UM TREMENDO  ÓDIO

 

“O ódio é paixão mais

viva do que a amizade.”

Vaunenargues

 

Capítulo 279

 

William nada fala. Continua nos braços de sua mãe.

Esta sente que está cada vez mais difícil caminhar carregando o filho. Pára

por segundos, a fim de observá-lo. Profundas olheiras denotam a debilidade

do  frágil e pequeno organismo da criança, completado pela palidez.

Dana o aperta contra si, perturbada ao vê-lo nesse estado.

         - alegre puquê a zente vaimbora, mãe?

Ela meneia a cabeça, confirmando, embora em seu coração a dor é que está

tomando conta do seu ser.

         - Mulder... – ela murmura - ... preciso de você!

Continua sua caminhada, agora na trilha que lhes aparecerá, dando a

esperança de que logo será solucionada a tragédia na qual se encontra. O

cansaço lhe oprime o peito; a respiração ofegante vai se tornando difícil; as

pernas estão como que se enfraquecendo a cada passo. Mas está resolvida a

achar o caminho de volta. Para isso vai ter que andar. Até o ponto que não

possa agüentar mais.

Agora William derreara a cabeça sobre seu ombro e adormecera, ao ritmo

dos passos de sua mãe.

E ela prossegue. Sem nada que a possa impedir de continuar a jornada.

 

* * *

Mulder, carregando no interior do carro a jovem mandante do seqüestro,

sente um tremendo ódio a atordoar-lhe os sentidos.

- Não faz isso comigo não, Fox! Me solta aqui! Eu fico aqui mesmo

 nesta estrada. Daqui eu me arranjo, sem problemas.

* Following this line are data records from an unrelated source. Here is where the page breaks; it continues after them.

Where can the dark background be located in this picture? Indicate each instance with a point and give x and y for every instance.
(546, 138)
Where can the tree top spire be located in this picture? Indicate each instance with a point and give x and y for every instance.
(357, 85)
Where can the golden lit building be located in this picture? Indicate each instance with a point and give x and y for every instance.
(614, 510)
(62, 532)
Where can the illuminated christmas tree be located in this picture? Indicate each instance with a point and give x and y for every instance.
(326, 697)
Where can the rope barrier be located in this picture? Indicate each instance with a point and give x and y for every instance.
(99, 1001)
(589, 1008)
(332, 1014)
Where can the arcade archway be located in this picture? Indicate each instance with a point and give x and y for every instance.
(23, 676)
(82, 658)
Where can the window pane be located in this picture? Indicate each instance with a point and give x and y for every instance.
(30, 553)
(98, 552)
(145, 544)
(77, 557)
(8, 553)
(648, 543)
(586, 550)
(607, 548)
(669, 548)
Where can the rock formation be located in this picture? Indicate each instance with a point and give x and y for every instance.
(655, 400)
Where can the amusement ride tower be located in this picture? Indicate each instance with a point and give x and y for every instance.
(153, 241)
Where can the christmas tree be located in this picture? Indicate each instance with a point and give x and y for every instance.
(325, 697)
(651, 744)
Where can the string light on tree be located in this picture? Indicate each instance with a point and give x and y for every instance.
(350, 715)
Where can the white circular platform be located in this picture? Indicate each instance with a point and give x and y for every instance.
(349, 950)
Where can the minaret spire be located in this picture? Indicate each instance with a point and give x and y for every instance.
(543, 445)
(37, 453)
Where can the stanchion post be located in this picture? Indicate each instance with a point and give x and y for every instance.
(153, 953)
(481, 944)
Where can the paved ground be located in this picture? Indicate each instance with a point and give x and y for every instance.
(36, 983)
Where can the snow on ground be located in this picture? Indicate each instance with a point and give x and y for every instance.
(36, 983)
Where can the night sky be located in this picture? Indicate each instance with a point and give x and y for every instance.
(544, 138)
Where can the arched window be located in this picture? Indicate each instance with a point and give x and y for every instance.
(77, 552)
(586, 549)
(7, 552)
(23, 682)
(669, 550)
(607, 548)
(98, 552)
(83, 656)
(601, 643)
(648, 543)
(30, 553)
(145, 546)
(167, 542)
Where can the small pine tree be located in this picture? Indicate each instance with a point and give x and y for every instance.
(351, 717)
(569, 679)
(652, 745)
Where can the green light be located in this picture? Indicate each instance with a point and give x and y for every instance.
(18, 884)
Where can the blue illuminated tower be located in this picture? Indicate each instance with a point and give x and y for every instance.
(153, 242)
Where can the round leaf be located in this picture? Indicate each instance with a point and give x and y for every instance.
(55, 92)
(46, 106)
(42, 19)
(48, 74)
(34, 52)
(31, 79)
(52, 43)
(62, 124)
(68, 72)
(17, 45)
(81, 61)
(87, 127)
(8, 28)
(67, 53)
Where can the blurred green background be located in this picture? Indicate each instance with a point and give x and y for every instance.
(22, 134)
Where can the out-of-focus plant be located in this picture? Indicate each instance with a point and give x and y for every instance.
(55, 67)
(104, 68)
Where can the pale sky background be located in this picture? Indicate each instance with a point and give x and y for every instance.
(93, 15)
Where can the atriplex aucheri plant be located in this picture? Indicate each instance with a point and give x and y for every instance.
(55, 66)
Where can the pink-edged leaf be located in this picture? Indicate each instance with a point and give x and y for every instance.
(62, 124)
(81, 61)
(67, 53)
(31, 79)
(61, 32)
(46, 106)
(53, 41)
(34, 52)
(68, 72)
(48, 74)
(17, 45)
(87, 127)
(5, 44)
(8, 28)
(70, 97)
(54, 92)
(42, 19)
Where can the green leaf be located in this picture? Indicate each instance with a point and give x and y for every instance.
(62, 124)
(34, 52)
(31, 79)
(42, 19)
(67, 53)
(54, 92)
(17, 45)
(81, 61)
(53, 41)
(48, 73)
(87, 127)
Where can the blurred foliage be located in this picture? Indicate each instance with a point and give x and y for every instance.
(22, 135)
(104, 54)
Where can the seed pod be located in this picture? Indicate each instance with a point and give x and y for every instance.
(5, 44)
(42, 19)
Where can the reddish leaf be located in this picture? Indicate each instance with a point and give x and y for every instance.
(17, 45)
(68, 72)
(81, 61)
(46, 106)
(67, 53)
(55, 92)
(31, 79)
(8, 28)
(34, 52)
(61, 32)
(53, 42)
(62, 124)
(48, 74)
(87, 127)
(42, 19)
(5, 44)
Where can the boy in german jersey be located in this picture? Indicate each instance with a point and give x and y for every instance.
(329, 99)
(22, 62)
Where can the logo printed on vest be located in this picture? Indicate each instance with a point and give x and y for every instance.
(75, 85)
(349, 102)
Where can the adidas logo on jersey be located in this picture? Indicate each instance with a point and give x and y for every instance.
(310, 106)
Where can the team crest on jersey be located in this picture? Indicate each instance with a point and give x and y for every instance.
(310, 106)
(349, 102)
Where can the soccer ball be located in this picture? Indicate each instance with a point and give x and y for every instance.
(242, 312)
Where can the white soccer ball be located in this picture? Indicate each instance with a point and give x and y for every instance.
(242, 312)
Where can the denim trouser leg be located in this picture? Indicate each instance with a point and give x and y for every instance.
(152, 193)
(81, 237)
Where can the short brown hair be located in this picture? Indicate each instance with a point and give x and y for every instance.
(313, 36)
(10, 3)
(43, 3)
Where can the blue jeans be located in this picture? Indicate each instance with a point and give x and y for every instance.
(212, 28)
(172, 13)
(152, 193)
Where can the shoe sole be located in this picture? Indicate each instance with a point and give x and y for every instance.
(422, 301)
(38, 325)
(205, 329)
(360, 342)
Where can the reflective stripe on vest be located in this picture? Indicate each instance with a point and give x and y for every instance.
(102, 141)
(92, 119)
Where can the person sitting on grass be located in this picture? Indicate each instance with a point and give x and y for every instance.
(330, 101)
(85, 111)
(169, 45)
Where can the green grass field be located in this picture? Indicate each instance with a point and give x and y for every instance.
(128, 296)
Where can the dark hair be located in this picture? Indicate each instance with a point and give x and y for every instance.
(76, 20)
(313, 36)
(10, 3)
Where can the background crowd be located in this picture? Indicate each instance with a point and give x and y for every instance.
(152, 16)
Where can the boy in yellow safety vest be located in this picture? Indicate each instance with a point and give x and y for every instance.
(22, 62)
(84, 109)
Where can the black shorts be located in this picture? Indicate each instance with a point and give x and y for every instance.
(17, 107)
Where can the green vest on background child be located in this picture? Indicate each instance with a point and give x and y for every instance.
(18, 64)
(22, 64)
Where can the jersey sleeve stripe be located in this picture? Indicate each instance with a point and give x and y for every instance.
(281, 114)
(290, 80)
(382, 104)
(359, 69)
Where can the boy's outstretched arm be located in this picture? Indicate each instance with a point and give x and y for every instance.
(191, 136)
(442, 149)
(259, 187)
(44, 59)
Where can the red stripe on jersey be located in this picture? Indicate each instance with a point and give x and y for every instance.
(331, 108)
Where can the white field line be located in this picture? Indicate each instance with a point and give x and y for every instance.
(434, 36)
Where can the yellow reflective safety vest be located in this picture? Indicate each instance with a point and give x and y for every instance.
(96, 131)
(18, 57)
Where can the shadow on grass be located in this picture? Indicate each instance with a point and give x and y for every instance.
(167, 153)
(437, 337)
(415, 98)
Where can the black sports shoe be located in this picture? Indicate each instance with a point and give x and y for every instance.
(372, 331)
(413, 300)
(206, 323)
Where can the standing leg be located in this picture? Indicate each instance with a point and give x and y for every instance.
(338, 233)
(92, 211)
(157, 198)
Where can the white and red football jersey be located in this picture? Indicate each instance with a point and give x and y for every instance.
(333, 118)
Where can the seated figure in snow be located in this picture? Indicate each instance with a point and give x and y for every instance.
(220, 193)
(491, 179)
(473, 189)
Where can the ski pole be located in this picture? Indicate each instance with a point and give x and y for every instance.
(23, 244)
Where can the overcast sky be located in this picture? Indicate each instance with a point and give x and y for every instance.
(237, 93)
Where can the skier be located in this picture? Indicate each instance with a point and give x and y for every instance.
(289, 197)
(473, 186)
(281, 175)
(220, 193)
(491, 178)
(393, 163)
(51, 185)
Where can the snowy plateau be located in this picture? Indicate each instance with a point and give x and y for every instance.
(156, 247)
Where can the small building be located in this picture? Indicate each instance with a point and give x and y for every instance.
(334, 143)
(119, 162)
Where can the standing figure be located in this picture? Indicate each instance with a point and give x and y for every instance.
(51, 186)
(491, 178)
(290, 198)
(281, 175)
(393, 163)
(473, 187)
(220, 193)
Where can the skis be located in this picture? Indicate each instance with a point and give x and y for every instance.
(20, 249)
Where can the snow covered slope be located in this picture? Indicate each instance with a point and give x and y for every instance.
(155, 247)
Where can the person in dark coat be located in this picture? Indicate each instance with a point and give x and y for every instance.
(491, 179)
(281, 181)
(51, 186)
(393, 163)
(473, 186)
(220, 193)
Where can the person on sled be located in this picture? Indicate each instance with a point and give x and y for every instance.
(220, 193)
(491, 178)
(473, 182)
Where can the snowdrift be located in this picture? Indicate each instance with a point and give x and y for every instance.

- Enlouqueceu de vez, garota?Acha que vou desistir da busca pela

 minha mulher e meu filho, só pelos seus belos olhos?

- Eu sei que você não seria capaz de me fazer mal! – ela diz, com voz

 meiga.

- Não tenha tanta certeza.

- Eu não sei onde eles estão!!

- Como não sabe?! Acha mesmo que acredito nisso?

- Eu te garanto isso!!

- Cala a boca aí!! Só quero saber em qual direção devo seguir! – fala,

 vendo uma bifurcação na estrada.

- Eu não sei, droga!! – grita ela.

Mulder aperta os lábios. Pára o motor do veículo. Abre a porta e sai. Em

seguida abre a porta traseira. Seu semblante está transtornado. Puxa a

jovem pelos ombros, segurando-a com as duas mãos e a sacode,

violentamente. E tão fortemente que ela bate com a cabeça no forro do teto.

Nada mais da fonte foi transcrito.